EDIT: in terms of workflow, why are you putting shared code into multiple packages? If the code needs to be shared, it needs to go in its own separate package.

EDIT 2: To speed up the code change workflow for the developer, you can use nuget.exe (the command-line client) and use command-line accessible builds, so you can target a "developer" build run. Then in your "developer" build (as opposed to the CI build) you specify -Source as a local path (e.g. nuget install B -Source C:\Code\B) when you want to pull the newly-updated B as a dependency and build against that; likewise for C or other local, newly-updated packages. Then when A, B, and C all build fine, you can git push all of them (in reverse dependency order), and let CI do its thing.
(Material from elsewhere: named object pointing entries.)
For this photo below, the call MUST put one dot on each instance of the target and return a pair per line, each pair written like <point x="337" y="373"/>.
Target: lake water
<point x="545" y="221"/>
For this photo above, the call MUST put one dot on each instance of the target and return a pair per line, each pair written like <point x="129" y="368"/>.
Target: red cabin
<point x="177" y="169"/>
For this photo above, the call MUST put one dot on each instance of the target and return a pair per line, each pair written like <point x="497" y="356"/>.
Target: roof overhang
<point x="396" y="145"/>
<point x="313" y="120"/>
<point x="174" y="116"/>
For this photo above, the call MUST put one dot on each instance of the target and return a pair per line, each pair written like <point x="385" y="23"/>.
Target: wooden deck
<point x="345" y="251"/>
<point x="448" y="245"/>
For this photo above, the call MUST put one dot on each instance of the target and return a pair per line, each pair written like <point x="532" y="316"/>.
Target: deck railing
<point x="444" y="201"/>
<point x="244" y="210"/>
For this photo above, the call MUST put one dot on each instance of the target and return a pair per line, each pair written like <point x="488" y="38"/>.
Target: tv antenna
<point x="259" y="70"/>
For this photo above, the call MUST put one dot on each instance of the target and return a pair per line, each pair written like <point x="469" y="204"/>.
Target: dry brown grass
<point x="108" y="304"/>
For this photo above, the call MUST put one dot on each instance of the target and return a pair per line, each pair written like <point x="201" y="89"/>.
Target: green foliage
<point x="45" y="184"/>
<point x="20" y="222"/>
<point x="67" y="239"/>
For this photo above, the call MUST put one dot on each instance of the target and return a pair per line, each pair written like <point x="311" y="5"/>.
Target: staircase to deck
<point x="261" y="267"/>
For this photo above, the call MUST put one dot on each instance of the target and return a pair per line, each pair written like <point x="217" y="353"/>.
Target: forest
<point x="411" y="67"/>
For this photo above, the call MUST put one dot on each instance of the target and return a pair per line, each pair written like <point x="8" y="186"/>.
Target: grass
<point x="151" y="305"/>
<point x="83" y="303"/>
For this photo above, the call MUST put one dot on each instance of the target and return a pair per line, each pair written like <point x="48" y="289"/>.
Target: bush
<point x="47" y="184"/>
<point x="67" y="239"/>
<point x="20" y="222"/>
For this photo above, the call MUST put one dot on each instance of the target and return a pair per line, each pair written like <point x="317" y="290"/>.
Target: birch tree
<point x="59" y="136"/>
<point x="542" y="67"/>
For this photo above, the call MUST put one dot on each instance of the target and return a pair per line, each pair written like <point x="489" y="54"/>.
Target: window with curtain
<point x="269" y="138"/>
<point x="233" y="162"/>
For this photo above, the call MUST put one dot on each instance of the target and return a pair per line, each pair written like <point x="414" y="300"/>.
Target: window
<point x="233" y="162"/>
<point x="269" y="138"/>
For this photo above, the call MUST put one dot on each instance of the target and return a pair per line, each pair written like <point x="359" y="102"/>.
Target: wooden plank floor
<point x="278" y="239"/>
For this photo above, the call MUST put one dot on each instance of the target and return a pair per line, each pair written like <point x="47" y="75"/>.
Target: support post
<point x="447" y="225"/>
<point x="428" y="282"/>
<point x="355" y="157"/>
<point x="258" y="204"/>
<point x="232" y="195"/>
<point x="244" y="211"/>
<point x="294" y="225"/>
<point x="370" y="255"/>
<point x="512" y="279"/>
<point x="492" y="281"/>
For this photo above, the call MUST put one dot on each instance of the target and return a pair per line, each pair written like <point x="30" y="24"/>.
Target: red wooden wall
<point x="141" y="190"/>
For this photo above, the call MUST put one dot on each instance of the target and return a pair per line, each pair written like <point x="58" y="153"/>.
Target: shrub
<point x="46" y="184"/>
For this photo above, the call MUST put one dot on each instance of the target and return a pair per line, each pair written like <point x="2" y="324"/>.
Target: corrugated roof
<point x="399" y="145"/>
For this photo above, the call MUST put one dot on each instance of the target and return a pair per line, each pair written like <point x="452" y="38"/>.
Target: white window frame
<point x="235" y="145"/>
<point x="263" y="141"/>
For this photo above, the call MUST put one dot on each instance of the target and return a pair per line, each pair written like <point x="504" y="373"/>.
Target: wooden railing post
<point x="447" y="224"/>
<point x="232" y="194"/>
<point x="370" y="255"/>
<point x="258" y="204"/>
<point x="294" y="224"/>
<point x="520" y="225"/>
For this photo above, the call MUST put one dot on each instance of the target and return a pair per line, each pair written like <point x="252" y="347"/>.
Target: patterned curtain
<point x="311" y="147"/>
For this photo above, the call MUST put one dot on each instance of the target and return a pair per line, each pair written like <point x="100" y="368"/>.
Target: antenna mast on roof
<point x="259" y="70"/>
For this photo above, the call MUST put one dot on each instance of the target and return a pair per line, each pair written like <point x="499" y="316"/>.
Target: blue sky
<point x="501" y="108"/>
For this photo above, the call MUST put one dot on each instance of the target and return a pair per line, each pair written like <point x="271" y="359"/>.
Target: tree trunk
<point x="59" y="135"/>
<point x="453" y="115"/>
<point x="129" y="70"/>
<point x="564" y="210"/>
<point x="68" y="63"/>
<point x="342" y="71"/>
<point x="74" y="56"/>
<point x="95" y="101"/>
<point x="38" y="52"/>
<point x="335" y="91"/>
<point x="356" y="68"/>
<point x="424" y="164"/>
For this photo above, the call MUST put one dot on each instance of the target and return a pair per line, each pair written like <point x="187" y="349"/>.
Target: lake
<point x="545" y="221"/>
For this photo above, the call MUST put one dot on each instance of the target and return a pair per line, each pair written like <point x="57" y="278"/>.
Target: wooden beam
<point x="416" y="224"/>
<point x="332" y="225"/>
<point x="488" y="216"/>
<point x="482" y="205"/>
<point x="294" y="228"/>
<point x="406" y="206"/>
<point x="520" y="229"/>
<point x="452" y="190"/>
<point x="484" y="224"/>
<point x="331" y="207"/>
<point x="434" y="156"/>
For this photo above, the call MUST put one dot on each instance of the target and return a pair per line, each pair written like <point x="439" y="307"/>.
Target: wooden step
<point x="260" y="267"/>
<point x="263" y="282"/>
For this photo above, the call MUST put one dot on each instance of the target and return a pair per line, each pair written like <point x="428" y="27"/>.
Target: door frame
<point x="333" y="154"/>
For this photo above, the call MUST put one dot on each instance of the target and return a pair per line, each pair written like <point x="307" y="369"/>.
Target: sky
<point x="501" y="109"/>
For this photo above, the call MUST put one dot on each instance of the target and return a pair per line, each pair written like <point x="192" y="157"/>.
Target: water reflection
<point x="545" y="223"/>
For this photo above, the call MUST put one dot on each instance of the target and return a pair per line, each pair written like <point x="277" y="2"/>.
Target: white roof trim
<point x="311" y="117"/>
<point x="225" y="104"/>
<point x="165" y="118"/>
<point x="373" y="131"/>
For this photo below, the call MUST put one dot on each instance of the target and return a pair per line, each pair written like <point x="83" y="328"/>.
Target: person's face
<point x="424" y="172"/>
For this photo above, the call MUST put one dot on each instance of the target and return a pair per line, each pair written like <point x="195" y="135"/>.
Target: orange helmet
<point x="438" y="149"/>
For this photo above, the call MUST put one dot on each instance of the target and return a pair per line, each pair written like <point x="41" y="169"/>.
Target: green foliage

However, you also should question whether your package separation is really appropriate if you have to do this build 'dance' often, as this suggests that all the code should be in a single package, or possibly split along different lines in separate packages. A key feature of a well-defined package is that it should not cause ripple effects on other packages, certainly not if you are using Semantic Versioning effectively.

Edit 3 Some clarifications requested by marcelo-oliveira: "command-line accessible builds" are builds which can take place entirely from the command-line, without using Visual Studio, usually via batch files. A "developer build" is a build which a developer runs from her workstation, as opposed to the CI build which runs on the CI server (both builds should essentially be the same).

2
votes

If A, B and C are under the same solution, you can create NuGet packages for them in a single build.

Just make sure that the using package has the new version number (assuming your build doesn't randomly change it) of the package it depends on.

If A, B and C are intentionally under different solutions e.g. A is under an infrastructure solution and B is under a product solution, then the only suggestion I have for you is to define your CI builds run on check in and not periodically.


Edit:

Another option is to create a push pre-release packages (e.g. version 1.0.0-alpha) to your NuGet server during local builds, this way developers can experiment with the package prior to creating a release version.

0
votes

Nuget was designed for sharing third party libaries. We plan to use Nuget internally for all common code that can be shared between projects. Things like a common data layer, string and other regular expression functions, email components and other artifacts like that.

The only way I see Nuget being of any help is when the components, code or artifacts you are sharing across teams/projects are stable and have their own release cycle that is different from your project's release cycle. For your needs Nuget is an overkill. You might have better productivity linking all such projects within the same solution. Your solution structure should include the three projects A,B and C as dependent projects referenced internally wherever required.